# Visualisation

A main challenge with big data is to report the results. Visualisation is a very important part of it. We have seen some simple plotting examples in python. In this tutorial we will focus on how to produce better plots.

Libraries used:
- pandas
- matplotlib
- seaborn

We will be using the following dataset:
- iris
- boston

A good resource for visualisation ideas in python can be found here: https://python-graph-gallery.com/

## Plotting libraries

We have already seen `matplotlib` which is the most basic library. There exists many python libraries for visualisation. Here we will focus on `seaborn` which is a commonly used library.

A good cheat sheet for this libary can be found here: https://s3.amazonaws.com/assets.datacamp.com/blog_assets/Python_Seaborn_Cheat_Sheet.pdf

In [None]:
import pandas as pd
import matplotlib.pyplot as plt
import seaborn as sns
from sklearn import datasets
%matplotlib  inline
from sklearn import preprocessing

In [None]:
data=datasets.load_boston()
boston=pd.DataFrame(data['data'],columns=data.feature_names)
boston["price"]=data.target   # save price as another column in the dataset
boston.head()

In [None]:
data=datasets.load_iris()
iris=pd.DataFrame(data['data'],columns=['sepal.length','sepal.width','petal.length','petal.width'])
iris["species"]=data.target_names[data.target]   # save species as another column in the dataset
iris.head()

 ## Scatterplot
 
 Scatterplot are plots representing two variables, with each dot representing a sample
 
 With matplotlib:

In [None]:
plt.scatter('sepal.length','sepal.width',data=iris)
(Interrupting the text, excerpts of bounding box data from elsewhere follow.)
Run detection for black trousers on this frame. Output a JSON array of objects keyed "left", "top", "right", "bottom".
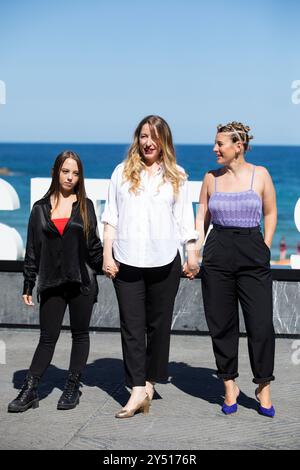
[
  {"left": 114, "top": 253, "right": 181, "bottom": 387},
  {"left": 30, "top": 280, "right": 96, "bottom": 377},
  {"left": 201, "top": 225, "right": 275, "bottom": 384}
]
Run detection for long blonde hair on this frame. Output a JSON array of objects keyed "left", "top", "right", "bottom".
[{"left": 123, "top": 115, "right": 187, "bottom": 197}]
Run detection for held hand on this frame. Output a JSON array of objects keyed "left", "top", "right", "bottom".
[
  {"left": 183, "top": 261, "right": 200, "bottom": 280},
  {"left": 22, "top": 295, "right": 34, "bottom": 307},
  {"left": 102, "top": 258, "right": 120, "bottom": 279}
]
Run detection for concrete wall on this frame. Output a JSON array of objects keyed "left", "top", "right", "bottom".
[{"left": 0, "top": 272, "right": 300, "bottom": 334}]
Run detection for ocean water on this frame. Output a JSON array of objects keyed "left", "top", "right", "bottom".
[{"left": 0, "top": 143, "right": 300, "bottom": 260}]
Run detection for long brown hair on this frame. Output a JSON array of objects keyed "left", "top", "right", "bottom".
[
  {"left": 123, "top": 115, "right": 187, "bottom": 197},
  {"left": 44, "top": 150, "right": 89, "bottom": 237}
]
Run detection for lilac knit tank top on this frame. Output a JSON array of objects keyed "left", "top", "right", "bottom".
[{"left": 208, "top": 166, "right": 262, "bottom": 227}]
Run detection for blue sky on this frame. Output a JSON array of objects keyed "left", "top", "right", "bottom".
[{"left": 0, "top": 0, "right": 300, "bottom": 145}]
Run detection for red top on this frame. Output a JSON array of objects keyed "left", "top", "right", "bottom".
[{"left": 52, "top": 218, "right": 69, "bottom": 235}]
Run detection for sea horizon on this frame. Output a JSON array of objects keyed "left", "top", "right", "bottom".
[{"left": 0, "top": 142, "right": 300, "bottom": 260}]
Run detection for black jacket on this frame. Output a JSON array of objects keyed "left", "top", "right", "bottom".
[{"left": 23, "top": 197, "right": 103, "bottom": 295}]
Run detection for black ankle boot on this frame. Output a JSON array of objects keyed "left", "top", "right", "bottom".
[
  {"left": 57, "top": 372, "right": 81, "bottom": 410},
  {"left": 7, "top": 371, "right": 40, "bottom": 413}
]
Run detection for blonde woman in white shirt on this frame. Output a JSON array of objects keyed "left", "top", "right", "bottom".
[{"left": 102, "top": 116, "right": 199, "bottom": 418}]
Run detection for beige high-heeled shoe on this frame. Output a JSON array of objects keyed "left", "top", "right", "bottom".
[{"left": 115, "top": 395, "right": 150, "bottom": 418}]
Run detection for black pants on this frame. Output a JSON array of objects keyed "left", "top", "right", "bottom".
[
  {"left": 114, "top": 253, "right": 181, "bottom": 387},
  {"left": 201, "top": 225, "right": 275, "bottom": 384},
  {"left": 30, "top": 281, "right": 96, "bottom": 377}
]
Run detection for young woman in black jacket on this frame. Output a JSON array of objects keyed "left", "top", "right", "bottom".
[{"left": 8, "top": 151, "right": 102, "bottom": 412}]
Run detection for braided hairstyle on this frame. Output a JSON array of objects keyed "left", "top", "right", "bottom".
[{"left": 217, "top": 121, "right": 253, "bottom": 152}]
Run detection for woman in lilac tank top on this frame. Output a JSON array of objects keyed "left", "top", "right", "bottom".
[{"left": 197, "top": 122, "right": 277, "bottom": 417}]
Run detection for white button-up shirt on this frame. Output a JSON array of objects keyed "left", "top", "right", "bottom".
[{"left": 101, "top": 163, "right": 198, "bottom": 268}]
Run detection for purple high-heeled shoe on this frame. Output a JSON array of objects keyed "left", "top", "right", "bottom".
[{"left": 255, "top": 388, "right": 275, "bottom": 418}]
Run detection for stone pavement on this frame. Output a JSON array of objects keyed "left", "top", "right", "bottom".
[{"left": 0, "top": 329, "right": 300, "bottom": 450}]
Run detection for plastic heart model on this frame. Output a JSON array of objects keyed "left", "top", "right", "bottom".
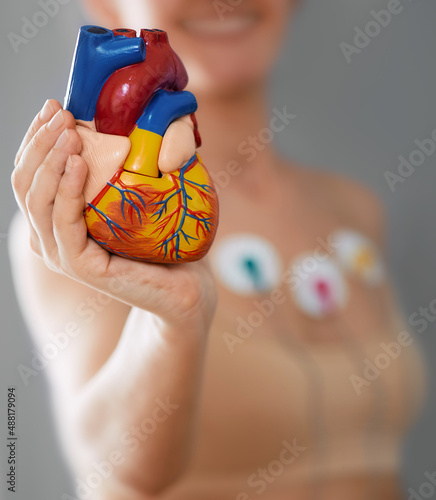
[{"left": 65, "top": 26, "right": 218, "bottom": 263}]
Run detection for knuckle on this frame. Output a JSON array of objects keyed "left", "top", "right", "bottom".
[
  {"left": 11, "top": 170, "right": 20, "bottom": 191},
  {"left": 29, "top": 127, "right": 46, "bottom": 151},
  {"left": 14, "top": 151, "right": 21, "bottom": 168},
  {"left": 29, "top": 234, "right": 42, "bottom": 258},
  {"left": 25, "top": 190, "right": 38, "bottom": 214}
]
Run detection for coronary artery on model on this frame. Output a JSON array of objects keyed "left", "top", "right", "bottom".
[{"left": 65, "top": 26, "right": 218, "bottom": 263}]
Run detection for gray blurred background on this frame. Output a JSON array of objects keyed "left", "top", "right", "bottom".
[{"left": 0, "top": 0, "right": 436, "bottom": 500}]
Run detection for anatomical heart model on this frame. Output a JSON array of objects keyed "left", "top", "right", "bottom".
[{"left": 65, "top": 26, "right": 218, "bottom": 263}]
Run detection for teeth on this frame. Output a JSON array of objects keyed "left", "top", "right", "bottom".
[{"left": 183, "top": 16, "right": 256, "bottom": 36}]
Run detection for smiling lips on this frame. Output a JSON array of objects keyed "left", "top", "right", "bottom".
[{"left": 182, "top": 14, "right": 259, "bottom": 37}]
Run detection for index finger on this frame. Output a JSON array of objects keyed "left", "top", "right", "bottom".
[{"left": 15, "top": 99, "right": 62, "bottom": 166}]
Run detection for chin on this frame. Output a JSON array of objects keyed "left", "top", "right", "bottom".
[{"left": 172, "top": 29, "right": 277, "bottom": 93}]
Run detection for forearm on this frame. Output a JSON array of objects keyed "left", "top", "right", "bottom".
[{"left": 72, "top": 309, "right": 207, "bottom": 494}]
With `seaborn`, the `lmplot` function plots a line through it

In [None]:
sns.lmplot('sepal.length','sepal.width',data=iris)

Let's make more information appear on these plots. For each plant, we know the species (stored in data.target).
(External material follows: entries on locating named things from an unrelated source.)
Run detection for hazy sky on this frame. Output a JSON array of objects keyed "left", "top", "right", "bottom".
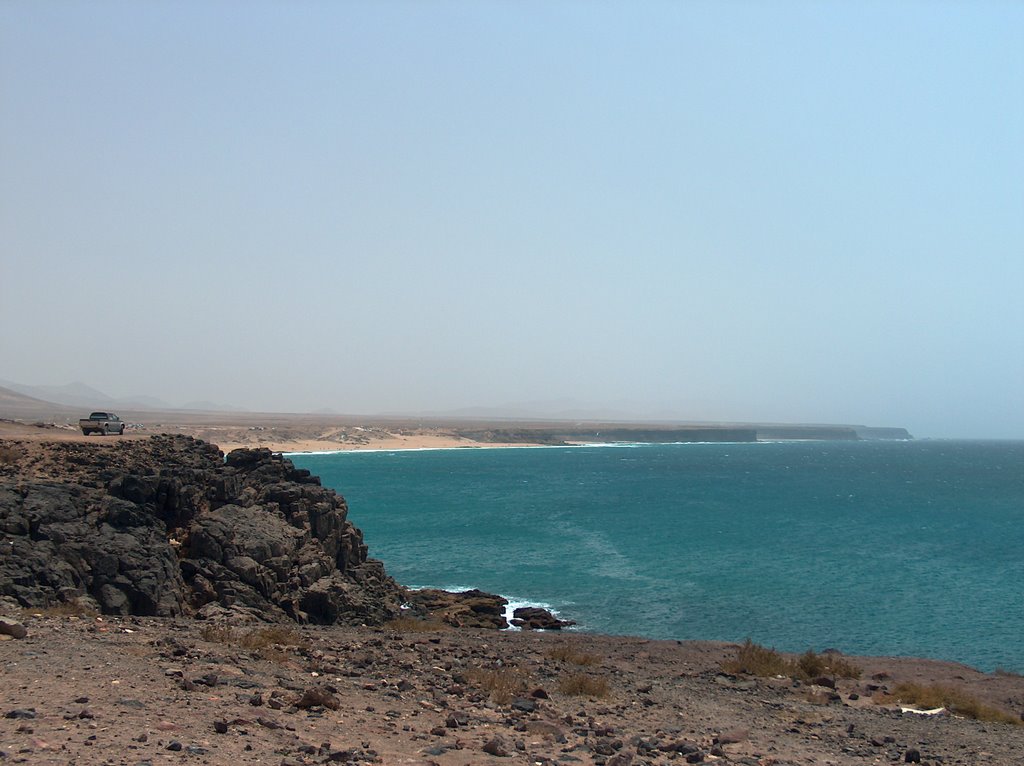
[{"left": 0, "top": 0, "right": 1024, "bottom": 437}]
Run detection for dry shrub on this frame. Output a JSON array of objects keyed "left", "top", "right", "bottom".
[
  {"left": 200, "top": 623, "right": 306, "bottom": 663},
  {"left": 722, "top": 639, "right": 792, "bottom": 678},
  {"left": 558, "top": 673, "right": 610, "bottom": 697},
  {"left": 466, "top": 666, "right": 529, "bottom": 705},
  {"left": 24, "top": 601, "right": 99, "bottom": 618},
  {"left": 547, "top": 644, "right": 601, "bottom": 667},
  {"left": 722, "top": 639, "right": 860, "bottom": 681},
  {"left": 891, "top": 683, "right": 1024, "bottom": 726},
  {"left": 384, "top": 615, "right": 452, "bottom": 633},
  {"left": 794, "top": 649, "right": 860, "bottom": 681},
  {"left": 992, "top": 668, "right": 1024, "bottom": 678}
]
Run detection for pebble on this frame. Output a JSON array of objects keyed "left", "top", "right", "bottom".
[{"left": 0, "top": 618, "right": 29, "bottom": 638}]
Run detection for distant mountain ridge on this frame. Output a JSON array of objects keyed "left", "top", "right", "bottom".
[{"left": 0, "top": 380, "right": 245, "bottom": 413}]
In matplotlib, you can use the `c` argument to indicate a value that will set the  color.

In [None]:
plt.scatter('sepal.length','sepal.width',data=iris,c=data.target)
plt.xlabel("Sepal length")
plt.ylabel("Sepal width")
plt.title("Iris sepal")
#plt.legend(labels=data.target_names,c=[0,1,2])

In [None]:
g=sns.lmplot('sepal.length','sepal.width',data=iris,hue="species")
g.set_axis_labels("Sepal length (cm)","Sepal width (cm)")
plt.title("Iris sepal")
plt.show(g)

Describe the plot above

*Write your answer here*

Reproduce similar plots with petal lenght and petal width

## Saving a plot

To save any python plot, simply use the `savefig` function:

In [None]:
g=sns.lmplot('sepal.length','sepal.width',data=iris,hue="species")
g.set_axis_labels("Sepal length (cm)","Sepal width (cm)")
plt.title("Iris sepal")
plt.show(g)
plt.savefig("sepal.png")

## Distribution plots

### Boxplot

Boxplots represents the median (middle line), the first and third quartile of the data (25 and 75 percentile), as well as the extremes and outliers. Outliers are represented by dots.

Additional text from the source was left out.